There was another technology being investigated...almost like a CFL, but the core caused nobel gases to glow, sort of like a neon lamp, rather than phosphors. Don't have a clue where that went.

BTW, researchers at Stanford came up with a way to extend the power of a lithium ion battery up to 10x by the use of nano-silicon wires. Think about it...a battery that lasted say a day in your cellphone now would last 10-days, or it could be 1/10th the size. Hope they figure out how to mass produce these soon...

Last edited: Dec 21, 2007
12. ### Bill ArdenComputer Programmer

Joined:
Sep 30, 2006
Occupation:
computer programmer
Location:
MN, USA
They could make LED's so that they fail.

I worked with a large company that had a large number(think millions) of units fail due to the (AlGaAs) LED's failing from a defect after about a year of use.

Interestingly the failure rate was based on time and not usage due to the way the defect would grow across the die.

I've also heard about how the really high power LED's have a faster burn out rate. At the high power levels they have the same problems that most other light types have in terms of "Thermal cycling" and "Oxygen corrosion".

I believe that the trade-offs will put the cheep LED's in the 10,000 hours range.

Edit:
The big improvement with LED's will be the ability to turn on and off the lights faster.

I wonder how well W-mart's T9 lights with motion sensors that in there frozen foods isle will last?

Last edited: Dec 22, 2007
13. ### alternetyLike an engineer

Joined:
Apr 2, 2006
Location:
Washington
There are indeed some LEDs that have exceeded the efficiency of CFLs. I am not sure they are in volume production or still being developed.

The difficulty with LEDs for general lighting is the dissipation of heat. Unlike most of the other technologies, the waste heat is almost a "point source", and needs effective cooling. When junction temperatures go up, lifetime goes down (or it melts). Put a bunch of 5W LEDs in a cluster to get usable room lighting and cooling gets tricky.

A CFL using 15 watts and yielding an incandescent equivalent of 60 watts is probably marked to not use it in ceiling cans. Look at the total area of the ceramic base (where the electronics live) and the bulb surface area. This is the area available to dissipate heat. Make this a multi die LED source and you have about 1 sq inch. And the point loads where the diode are actually mounted has quite a bit higher thermal density. The bulb has all that dissipation area and the LED has a square inch or so, before the addition of heatsink/dissapation mechanisms.
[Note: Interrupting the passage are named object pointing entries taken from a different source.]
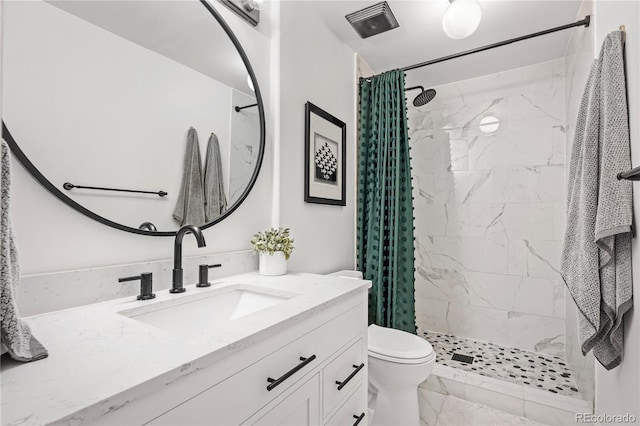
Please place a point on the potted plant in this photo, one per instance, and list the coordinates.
(275, 247)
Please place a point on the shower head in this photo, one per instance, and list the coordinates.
(424, 97)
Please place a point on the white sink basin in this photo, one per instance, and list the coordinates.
(188, 314)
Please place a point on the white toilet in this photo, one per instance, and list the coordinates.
(398, 363)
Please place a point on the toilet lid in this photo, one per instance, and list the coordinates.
(397, 344)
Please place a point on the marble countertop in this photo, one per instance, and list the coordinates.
(96, 354)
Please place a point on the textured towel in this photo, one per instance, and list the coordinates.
(16, 335)
(596, 256)
(190, 205)
(215, 202)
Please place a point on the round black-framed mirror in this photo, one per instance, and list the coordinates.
(239, 196)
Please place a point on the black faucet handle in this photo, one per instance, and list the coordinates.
(146, 285)
(204, 274)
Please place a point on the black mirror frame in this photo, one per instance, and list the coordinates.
(33, 170)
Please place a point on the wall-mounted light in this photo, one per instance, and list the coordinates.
(249, 10)
(489, 124)
(461, 18)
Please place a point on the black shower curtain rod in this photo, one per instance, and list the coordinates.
(584, 22)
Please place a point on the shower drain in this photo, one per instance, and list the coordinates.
(462, 358)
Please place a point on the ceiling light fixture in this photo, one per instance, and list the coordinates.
(461, 18)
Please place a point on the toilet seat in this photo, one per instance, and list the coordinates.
(398, 346)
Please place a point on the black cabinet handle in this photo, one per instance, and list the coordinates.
(351, 376)
(285, 376)
(358, 419)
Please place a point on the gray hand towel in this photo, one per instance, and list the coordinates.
(15, 334)
(215, 202)
(596, 256)
(190, 204)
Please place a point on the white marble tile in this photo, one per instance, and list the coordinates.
(431, 314)
(548, 106)
(535, 184)
(563, 402)
(497, 400)
(460, 154)
(495, 385)
(511, 149)
(543, 258)
(446, 386)
(485, 220)
(536, 333)
(457, 216)
(430, 404)
(456, 411)
(442, 284)
(559, 302)
(423, 190)
(511, 293)
(432, 150)
(484, 186)
(559, 221)
(528, 220)
(559, 144)
(474, 254)
(548, 415)
(479, 323)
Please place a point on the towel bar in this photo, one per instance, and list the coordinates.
(69, 186)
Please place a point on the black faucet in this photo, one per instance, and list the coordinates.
(177, 254)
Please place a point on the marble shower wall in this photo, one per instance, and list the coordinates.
(490, 208)
(578, 58)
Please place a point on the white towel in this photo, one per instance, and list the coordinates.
(189, 208)
(596, 256)
(16, 335)
(215, 202)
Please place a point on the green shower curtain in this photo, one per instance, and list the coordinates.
(385, 207)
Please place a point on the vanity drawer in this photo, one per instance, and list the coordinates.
(248, 387)
(353, 411)
(342, 375)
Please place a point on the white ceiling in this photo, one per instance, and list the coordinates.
(420, 36)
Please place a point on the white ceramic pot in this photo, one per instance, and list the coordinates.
(273, 264)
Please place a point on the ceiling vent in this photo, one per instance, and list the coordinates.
(373, 20)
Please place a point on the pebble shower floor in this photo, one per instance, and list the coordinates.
(540, 371)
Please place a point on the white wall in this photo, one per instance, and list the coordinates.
(618, 390)
(315, 66)
(52, 237)
(104, 103)
(577, 63)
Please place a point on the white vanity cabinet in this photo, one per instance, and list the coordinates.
(311, 373)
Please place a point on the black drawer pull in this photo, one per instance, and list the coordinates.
(358, 419)
(351, 376)
(294, 370)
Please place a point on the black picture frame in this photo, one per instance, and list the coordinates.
(325, 149)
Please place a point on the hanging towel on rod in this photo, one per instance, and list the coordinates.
(16, 337)
(596, 256)
(215, 201)
(189, 208)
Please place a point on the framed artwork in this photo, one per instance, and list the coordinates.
(324, 151)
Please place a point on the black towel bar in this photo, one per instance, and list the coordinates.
(69, 186)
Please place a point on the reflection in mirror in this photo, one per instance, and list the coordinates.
(103, 94)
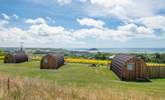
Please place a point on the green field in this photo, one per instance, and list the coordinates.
(82, 75)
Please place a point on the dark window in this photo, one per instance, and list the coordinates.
(130, 66)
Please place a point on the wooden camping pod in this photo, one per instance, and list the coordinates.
(128, 67)
(15, 57)
(52, 61)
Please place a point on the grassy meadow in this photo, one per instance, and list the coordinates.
(79, 81)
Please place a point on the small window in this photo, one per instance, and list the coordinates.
(45, 61)
(130, 66)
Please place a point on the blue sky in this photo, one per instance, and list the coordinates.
(83, 23)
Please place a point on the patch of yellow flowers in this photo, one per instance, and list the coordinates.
(87, 61)
(90, 61)
(1, 57)
(155, 65)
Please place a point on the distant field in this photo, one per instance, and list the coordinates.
(81, 75)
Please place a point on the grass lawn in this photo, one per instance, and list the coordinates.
(82, 76)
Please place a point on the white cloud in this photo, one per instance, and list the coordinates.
(39, 32)
(15, 16)
(154, 22)
(5, 16)
(91, 22)
(36, 21)
(122, 33)
(3, 22)
(62, 2)
(124, 9)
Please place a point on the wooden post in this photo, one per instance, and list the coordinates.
(8, 84)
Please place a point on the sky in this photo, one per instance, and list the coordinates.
(82, 23)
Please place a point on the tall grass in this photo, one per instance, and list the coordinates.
(16, 88)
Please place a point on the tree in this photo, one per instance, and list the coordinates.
(1, 53)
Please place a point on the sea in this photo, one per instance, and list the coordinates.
(122, 50)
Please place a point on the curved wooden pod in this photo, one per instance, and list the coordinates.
(15, 57)
(52, 61)
(128, 67)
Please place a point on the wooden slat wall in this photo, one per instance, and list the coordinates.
(156, 72)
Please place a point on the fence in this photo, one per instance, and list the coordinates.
(156, 71)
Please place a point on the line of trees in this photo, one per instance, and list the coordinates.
(155, 58)
(1, 53)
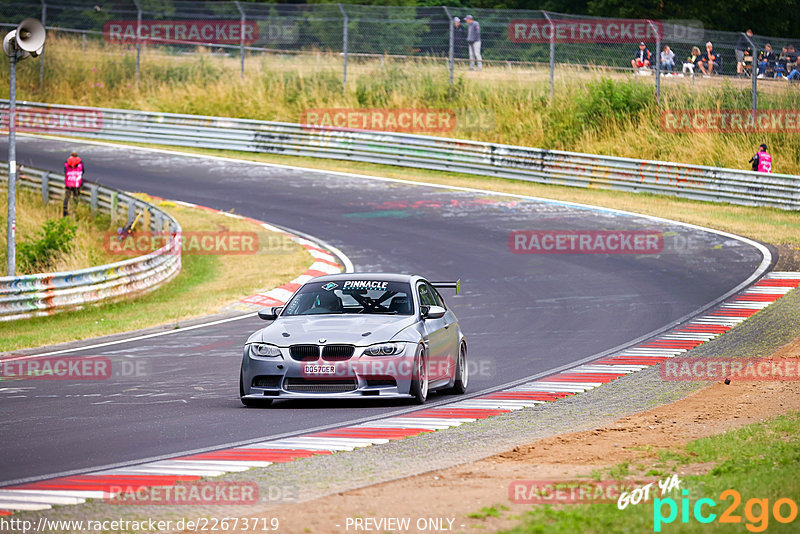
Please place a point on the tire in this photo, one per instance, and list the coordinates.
(251, 403)
(462, 373)
(419, 380)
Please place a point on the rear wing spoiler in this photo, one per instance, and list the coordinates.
(448, 285)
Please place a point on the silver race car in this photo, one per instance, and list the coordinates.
(356, 336)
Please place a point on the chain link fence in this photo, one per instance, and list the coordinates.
(340, 37)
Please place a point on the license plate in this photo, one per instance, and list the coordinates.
(319, 369)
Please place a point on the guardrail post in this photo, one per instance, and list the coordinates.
(552, 53)
(451, 54)
(93, 198)
(138, 38)
(46, 187)
(114, 199)
(344, 45)
(241, 31)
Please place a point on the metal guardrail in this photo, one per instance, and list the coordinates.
(416, 151)
(48, 293)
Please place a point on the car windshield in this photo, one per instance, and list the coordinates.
(352, 296)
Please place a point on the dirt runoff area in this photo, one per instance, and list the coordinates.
(446, 498)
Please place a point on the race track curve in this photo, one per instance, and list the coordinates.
(522, 313)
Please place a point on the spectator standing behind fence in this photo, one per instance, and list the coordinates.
(459, 38)
(474, 42)
(743, 49)
(691, 61)
(781, 63)
(642, 58)
(709, 61)
(667, 59)
(762, 161)
(73, 180)
(766, 59)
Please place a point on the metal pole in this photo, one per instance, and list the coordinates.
(344, 45)
(452, 43)
(138, 38)
(12, 169)
(658, 61)
(552, 53)
(753, 75)
(241, 42)
(41, 56)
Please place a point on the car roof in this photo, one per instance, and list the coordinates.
(386, 277)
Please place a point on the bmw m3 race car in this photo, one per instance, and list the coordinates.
(356, 336)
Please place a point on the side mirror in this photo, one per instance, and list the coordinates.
(432, 312)
(270, 314)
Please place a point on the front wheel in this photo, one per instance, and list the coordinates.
(419, 381)
(462, 372)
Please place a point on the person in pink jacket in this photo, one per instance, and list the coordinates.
(73, 179)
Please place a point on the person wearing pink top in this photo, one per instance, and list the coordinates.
(73, 179)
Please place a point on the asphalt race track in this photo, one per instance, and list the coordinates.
(522, 313)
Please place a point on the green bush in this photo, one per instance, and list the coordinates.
(39, 254)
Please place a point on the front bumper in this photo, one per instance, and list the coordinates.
(357, 377)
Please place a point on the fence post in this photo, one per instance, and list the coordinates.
(138, 38)
(451, 54)
(657, 60)
(46, 187)
(344, 45)
(241, 31)
(754, 72)
(41, 56)
(552, 52)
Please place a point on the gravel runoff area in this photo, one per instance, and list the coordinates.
(307, 479)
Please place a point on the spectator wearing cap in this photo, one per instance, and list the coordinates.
(459, 38)
(474, 42)
(766, 59)
(642, 58)
(709, 61)
(691, 61)
(73, 180)
(667, 59)
(743, 49)
(782, 62)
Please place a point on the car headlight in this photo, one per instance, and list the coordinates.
(384, 349)
(263, 350)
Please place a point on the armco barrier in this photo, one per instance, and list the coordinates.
(417, 151)
(47, 293)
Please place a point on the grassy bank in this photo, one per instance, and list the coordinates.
(592, 112)
(757, 461)
(205, 284)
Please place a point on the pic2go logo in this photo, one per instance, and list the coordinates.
(756, 511)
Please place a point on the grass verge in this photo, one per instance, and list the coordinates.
(757, 461)
(206, 283)
(32, 215)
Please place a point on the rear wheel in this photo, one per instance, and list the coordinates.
(419, 380)
(462, 372)
(251, 403)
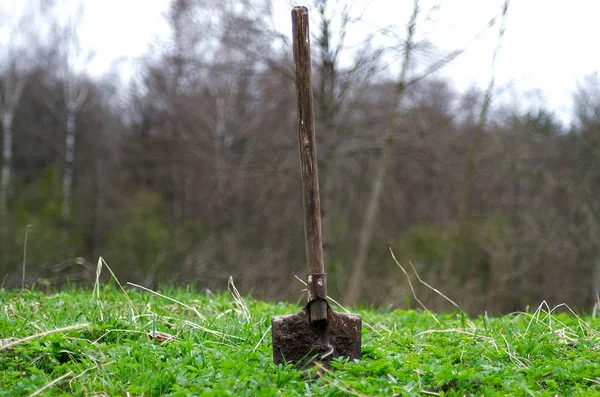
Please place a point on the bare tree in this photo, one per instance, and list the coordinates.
(357, 275)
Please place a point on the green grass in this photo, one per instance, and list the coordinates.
(106, 343)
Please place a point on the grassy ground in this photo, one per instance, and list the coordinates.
(109, 342)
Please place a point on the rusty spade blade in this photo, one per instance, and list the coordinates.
(316, 333)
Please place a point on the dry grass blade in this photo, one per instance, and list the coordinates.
(170, 299)
(49, 385)
(210, 331)
(96, 290)
(413, 290)
(42, 334)
(261, 339)
(429, 286)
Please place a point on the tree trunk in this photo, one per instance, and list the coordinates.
(7, 119)
(68, 165)
(356, 279)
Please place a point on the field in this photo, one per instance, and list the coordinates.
(127, 341)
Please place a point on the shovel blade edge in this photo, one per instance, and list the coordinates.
(297, 341)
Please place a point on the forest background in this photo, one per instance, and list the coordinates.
(188, 173)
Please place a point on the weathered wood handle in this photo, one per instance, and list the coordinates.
(308, 164)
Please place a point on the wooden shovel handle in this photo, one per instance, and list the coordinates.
(308, 156)
(307, 141)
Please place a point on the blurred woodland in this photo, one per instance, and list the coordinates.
(190, 173)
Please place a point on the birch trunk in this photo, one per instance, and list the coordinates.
(8, 105)
(6, 162)
(358, 269)
(69, 158)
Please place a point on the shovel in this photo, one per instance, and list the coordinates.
(316, 334)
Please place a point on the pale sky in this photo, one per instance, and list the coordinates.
(549, 45)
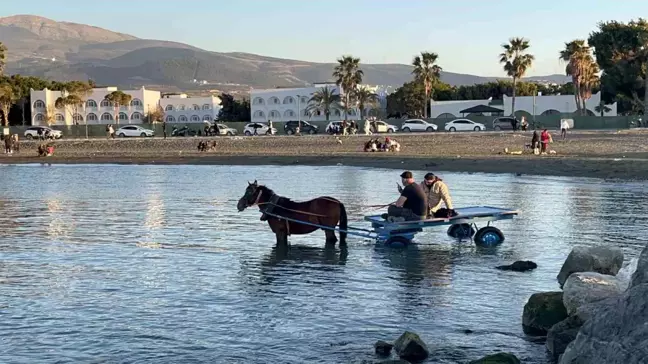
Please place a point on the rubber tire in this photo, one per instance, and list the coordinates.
(488, 236)
(461, 231)
(397, 242)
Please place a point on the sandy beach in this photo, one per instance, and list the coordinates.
(602, 154)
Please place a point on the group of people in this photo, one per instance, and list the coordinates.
(389, 145)
(420, 201)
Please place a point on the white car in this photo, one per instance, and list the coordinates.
(261, 129)
(32, 132)
(133, 131)
(417, 125)
(464, 125)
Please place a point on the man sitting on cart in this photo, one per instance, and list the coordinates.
(437, 193)
(412, 203)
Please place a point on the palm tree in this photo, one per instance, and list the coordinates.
(3, 50)
(427, 73)
(323, 100)
(516, 62)
(117, 98)
(8, 96)
(364, 97)
(348, 75)
(583, 70)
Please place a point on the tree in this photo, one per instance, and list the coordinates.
(233, 110)
(3, 51)
(583, 70)
(323, 100)
(348, 75)
(7, 98)
(516, 62)
(427, 73)
(621, 52)
(117, 98)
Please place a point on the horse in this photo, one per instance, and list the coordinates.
(324, 211)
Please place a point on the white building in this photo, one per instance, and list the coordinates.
(524, 105)
(95, 110)
(182, 109)
(284, 104)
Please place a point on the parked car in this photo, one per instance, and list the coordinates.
(261, 129)
(32, 132)
(417, 125)
(134, 131)
(304, 127)
(464, 125)
(504, 123)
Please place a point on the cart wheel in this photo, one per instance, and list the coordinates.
(397, 242)
(461, 231)
(488, 236)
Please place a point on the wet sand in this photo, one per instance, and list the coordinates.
(602, 154)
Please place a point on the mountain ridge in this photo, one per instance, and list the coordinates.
(65, 51)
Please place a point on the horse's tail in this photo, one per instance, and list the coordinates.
(343, 224)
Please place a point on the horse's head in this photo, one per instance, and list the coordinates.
(250, 197)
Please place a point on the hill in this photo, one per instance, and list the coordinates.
(66, 51)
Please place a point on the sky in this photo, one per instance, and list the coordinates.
(467, 35)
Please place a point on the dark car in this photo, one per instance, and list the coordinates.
(504, 123)
(290, 127)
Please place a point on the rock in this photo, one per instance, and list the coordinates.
(604, 260)
(410, 347)
(640, 275)
(519, 266)
(617, 335)
(588, 287)
(542, 311)
(499, 358)
(383, 348)
(561, 334)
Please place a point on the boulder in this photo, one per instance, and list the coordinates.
(383, 348)
(640, 275)
(599, 259)
(499, 358)
(410, 347)
(561, 334)
(542, 311)
(617, 335)
(588, 287)
(519, 266)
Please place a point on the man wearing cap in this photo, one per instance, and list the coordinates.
(411, 205)
(436, 192)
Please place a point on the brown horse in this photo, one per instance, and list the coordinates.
(323, 211)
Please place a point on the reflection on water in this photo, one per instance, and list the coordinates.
(153, 263)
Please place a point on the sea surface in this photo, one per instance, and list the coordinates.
(153, 264)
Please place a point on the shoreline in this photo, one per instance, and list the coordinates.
(604, 168)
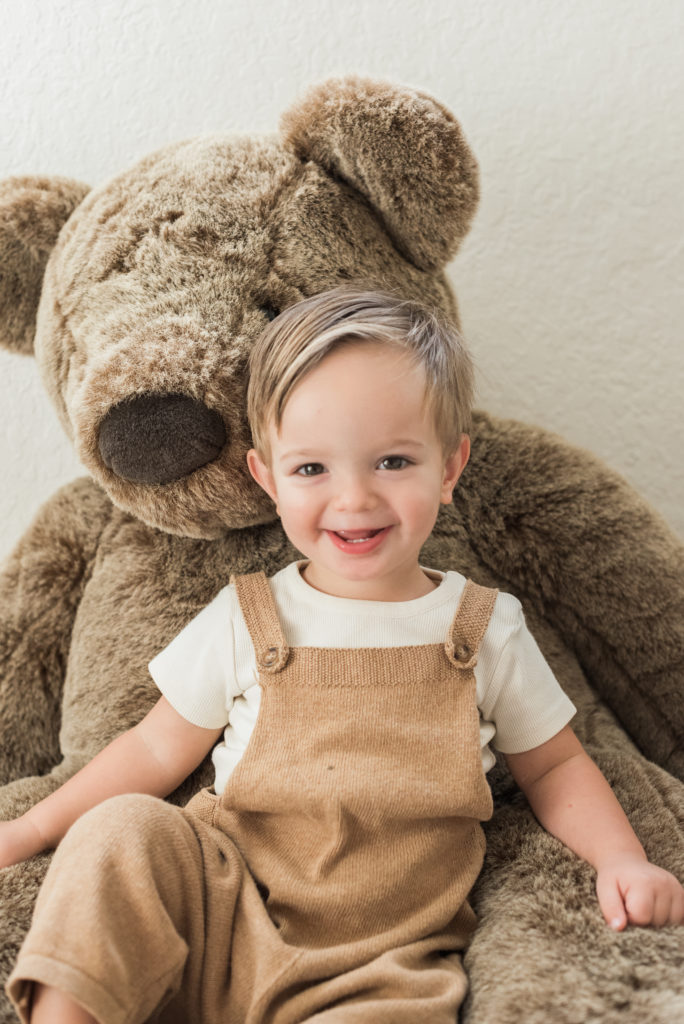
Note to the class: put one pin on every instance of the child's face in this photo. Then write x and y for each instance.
(357, 473)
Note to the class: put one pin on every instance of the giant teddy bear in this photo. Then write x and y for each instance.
(140, 300)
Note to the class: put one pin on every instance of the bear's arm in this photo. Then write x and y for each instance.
(597, 562)
(41, 585)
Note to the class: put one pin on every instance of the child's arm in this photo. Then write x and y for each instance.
(572, 800)
(154, 757)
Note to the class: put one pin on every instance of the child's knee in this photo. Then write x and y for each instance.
(125, 822)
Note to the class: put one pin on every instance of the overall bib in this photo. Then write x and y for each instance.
(328, 883)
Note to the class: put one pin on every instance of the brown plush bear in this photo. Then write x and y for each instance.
(140, 301)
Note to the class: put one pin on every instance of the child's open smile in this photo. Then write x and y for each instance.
(357, 472)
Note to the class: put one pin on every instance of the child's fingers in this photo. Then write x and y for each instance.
(640, 905)
(610, 901)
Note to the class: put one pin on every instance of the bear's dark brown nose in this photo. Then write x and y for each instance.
(158, 438)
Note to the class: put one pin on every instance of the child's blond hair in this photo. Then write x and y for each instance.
(303, 335)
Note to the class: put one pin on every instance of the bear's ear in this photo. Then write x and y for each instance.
(401, 150)
(33, 211)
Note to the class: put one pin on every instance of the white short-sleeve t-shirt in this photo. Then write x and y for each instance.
(209, 674)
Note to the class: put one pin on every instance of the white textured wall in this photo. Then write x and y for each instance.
(570, 283)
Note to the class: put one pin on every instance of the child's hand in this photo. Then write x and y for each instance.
(18, 841)
(633, 891)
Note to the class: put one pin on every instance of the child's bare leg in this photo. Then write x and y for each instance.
(49, 1006)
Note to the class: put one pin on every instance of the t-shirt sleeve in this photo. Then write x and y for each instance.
(196, 672)
(524, 700)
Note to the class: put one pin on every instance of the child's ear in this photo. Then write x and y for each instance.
(454, 466)
(261, 473)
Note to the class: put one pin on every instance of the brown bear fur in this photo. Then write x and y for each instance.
(156, 285)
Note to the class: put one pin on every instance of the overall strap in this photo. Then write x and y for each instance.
(258, 608)
(469, 625)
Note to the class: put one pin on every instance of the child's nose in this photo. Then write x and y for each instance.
(355, 495)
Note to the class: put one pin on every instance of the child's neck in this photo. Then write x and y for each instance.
(407, 587)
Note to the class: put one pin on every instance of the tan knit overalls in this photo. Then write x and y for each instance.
(327, 884)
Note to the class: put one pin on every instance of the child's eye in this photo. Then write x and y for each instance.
(393, 462)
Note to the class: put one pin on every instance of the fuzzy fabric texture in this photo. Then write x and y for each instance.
(155, 286)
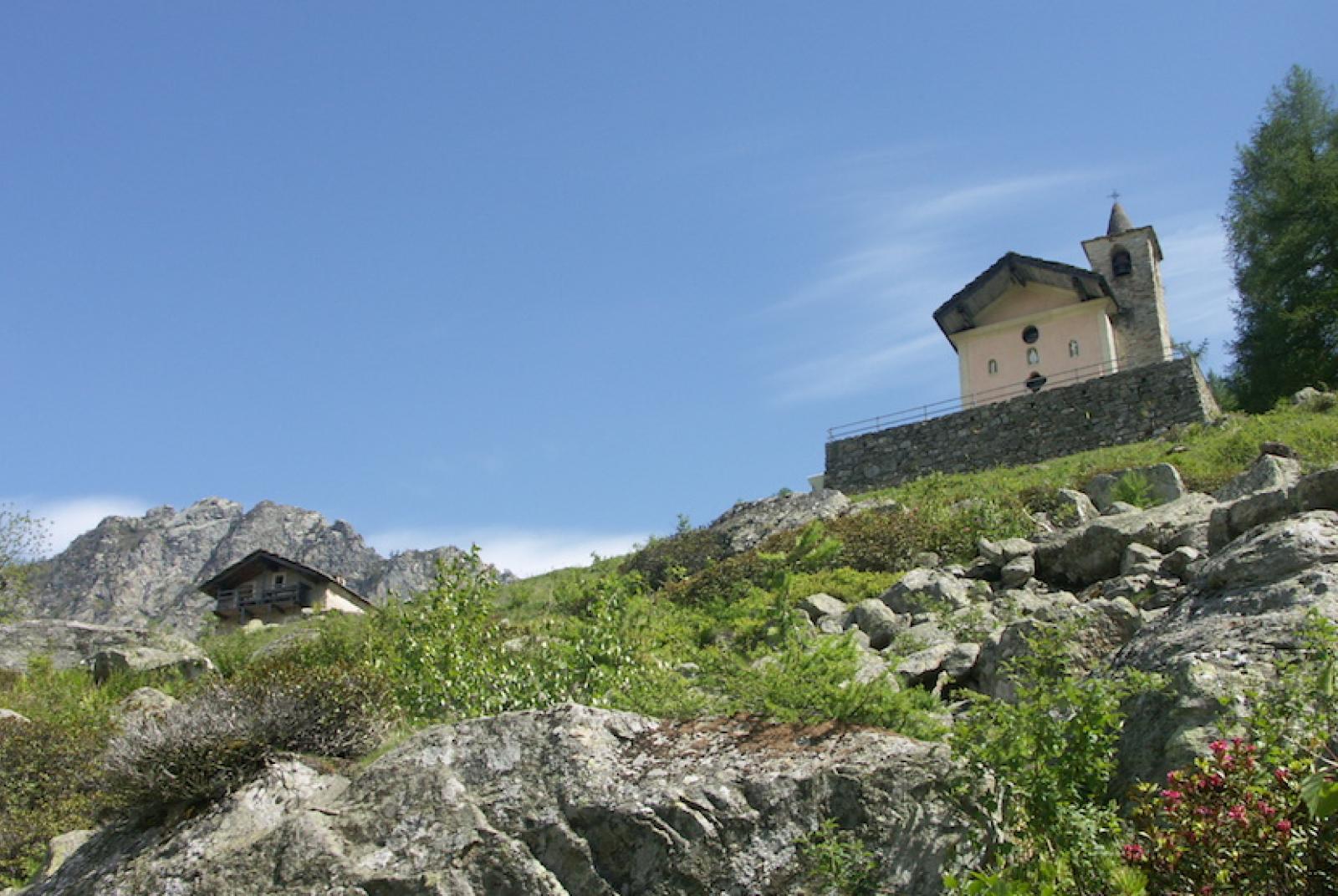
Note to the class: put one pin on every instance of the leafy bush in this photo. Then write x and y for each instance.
(1050, 756)
(838, 862)
(49, 780)
(1228, 826)
(677, 557)
(222, 735)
Heat sinking adds to the cost of an LED and makes it more difficult to use existing light bulb form factors.

One thing that will help is the acceptance of new form factors for bulbs. But retrofitting the 7.6235 gazillion (yes that is an exact number and the result of massive research) existing sockets will slow overall installations.

There are some competing technologies (there is some sort of radio frequency excited bulb as I recollect), but solid state would seem to be the future. And it is advancing fairly rapidly.